‘What’s Going On’ was a pivotal album for Marvin Gaye. Musically it signalled a more mature, politically aware sound that incorporated Gaye’s renewed spirituality after the sudden and tragic death of his close friend Tammi Terrell. In Gaye’s personal life, this was also a significant turning point, one that could be ultimately placed as the peak which led to his downfall and eventual death.

Marvin Pentz Gay Junior was born on April 2 1939. He was one of four children and lived in Washington DC with his mother who worked as a maid and his father, the leader of a small church congregation.

Gaye first found music singing with his father’s choir. He had a natural talent and before he reached his teenage years he was teaching himself to play the family piano. He had a very strict upbringing and rebelled against his father’s firm religious teachings by learning to play blues and ballads.

At the age of 18, Gaye escaped his father’s discipline through a brief spell in the Air Force. He joined forgotten group the Rainbows, then the Marquees and doo-wop group the Moonglows. Soon Gaye was a session drummer and a vocalist for Motown Records.
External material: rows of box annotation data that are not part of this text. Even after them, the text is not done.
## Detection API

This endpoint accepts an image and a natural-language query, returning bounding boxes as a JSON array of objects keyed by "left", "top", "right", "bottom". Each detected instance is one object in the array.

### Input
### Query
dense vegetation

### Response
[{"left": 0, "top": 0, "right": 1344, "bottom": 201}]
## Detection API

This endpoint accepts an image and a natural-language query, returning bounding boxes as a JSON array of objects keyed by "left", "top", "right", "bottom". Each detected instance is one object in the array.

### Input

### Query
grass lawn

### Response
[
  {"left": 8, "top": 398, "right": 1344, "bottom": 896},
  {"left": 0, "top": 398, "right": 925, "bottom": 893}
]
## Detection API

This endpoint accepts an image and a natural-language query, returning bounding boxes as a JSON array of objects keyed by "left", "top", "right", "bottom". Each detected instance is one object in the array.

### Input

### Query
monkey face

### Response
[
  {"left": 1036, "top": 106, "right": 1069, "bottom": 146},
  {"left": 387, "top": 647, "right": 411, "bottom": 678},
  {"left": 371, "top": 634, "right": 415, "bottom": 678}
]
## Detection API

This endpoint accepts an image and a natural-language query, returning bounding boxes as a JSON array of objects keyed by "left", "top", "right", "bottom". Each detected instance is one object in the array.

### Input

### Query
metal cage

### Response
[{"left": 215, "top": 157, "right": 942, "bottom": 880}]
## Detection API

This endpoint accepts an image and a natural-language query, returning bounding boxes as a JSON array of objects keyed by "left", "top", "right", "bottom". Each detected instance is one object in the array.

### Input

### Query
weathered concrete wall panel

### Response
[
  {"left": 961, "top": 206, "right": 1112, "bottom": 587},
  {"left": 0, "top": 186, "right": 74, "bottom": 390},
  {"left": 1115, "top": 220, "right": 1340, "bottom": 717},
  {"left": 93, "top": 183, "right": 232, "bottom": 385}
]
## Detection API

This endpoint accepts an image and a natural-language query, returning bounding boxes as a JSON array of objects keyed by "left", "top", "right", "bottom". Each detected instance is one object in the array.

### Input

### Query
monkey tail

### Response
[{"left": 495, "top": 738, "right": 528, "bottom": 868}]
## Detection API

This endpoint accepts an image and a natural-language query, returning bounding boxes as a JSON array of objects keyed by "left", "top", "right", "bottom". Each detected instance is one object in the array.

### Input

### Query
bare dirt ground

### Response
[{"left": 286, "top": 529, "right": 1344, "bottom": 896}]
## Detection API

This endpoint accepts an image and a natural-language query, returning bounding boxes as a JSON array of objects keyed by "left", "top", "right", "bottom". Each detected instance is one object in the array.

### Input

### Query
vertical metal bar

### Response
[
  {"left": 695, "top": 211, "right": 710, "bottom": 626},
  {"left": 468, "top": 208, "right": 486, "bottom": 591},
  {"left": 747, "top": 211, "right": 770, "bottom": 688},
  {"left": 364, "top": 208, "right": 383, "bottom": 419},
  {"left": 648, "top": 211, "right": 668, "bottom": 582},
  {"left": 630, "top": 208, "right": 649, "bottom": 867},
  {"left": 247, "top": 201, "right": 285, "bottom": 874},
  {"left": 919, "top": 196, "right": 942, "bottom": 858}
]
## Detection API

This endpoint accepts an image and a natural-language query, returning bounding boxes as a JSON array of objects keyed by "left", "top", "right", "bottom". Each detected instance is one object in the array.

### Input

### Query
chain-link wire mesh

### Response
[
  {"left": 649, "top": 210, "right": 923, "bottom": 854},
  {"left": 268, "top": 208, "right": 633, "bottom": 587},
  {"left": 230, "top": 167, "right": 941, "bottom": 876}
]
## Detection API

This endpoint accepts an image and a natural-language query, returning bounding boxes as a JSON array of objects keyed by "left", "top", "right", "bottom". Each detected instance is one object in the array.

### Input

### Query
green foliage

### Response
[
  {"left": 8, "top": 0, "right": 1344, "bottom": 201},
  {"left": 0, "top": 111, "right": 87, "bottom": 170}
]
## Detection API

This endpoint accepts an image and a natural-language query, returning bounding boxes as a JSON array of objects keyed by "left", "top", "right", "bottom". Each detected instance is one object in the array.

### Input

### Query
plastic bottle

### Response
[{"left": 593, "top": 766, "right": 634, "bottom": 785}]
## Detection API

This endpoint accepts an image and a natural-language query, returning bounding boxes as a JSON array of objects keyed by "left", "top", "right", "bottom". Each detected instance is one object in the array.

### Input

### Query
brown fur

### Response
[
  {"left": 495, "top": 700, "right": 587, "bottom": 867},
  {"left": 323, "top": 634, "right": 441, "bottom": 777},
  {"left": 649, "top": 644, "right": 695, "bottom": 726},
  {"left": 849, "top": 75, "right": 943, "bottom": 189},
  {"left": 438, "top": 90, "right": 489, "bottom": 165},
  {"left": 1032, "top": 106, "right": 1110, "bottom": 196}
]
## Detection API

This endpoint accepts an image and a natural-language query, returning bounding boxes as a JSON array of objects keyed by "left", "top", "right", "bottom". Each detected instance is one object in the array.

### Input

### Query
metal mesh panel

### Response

This is where he started his career as a best selling soul artist, earning millions yet still managing to die in debt.

Gaye was offered a solo contract after he married Anna, the sister of Motown boss Berry Gordy, in 1961. This prompted him to add the ‘e’ to his surname, worrying that new connotations of the word "gay" may hurt his reputation.

A string of number one R&B hits made Marvin Gaye Motown’s best-selling male vocalist. This allowed him a lot more creative freedom and gave him a "get-out-of-jail-free" pass and some extra leeway with Motown’s bosses. This was much needed when he came up with the material for ‘What’s Going On’ and Motown initially refused to release it.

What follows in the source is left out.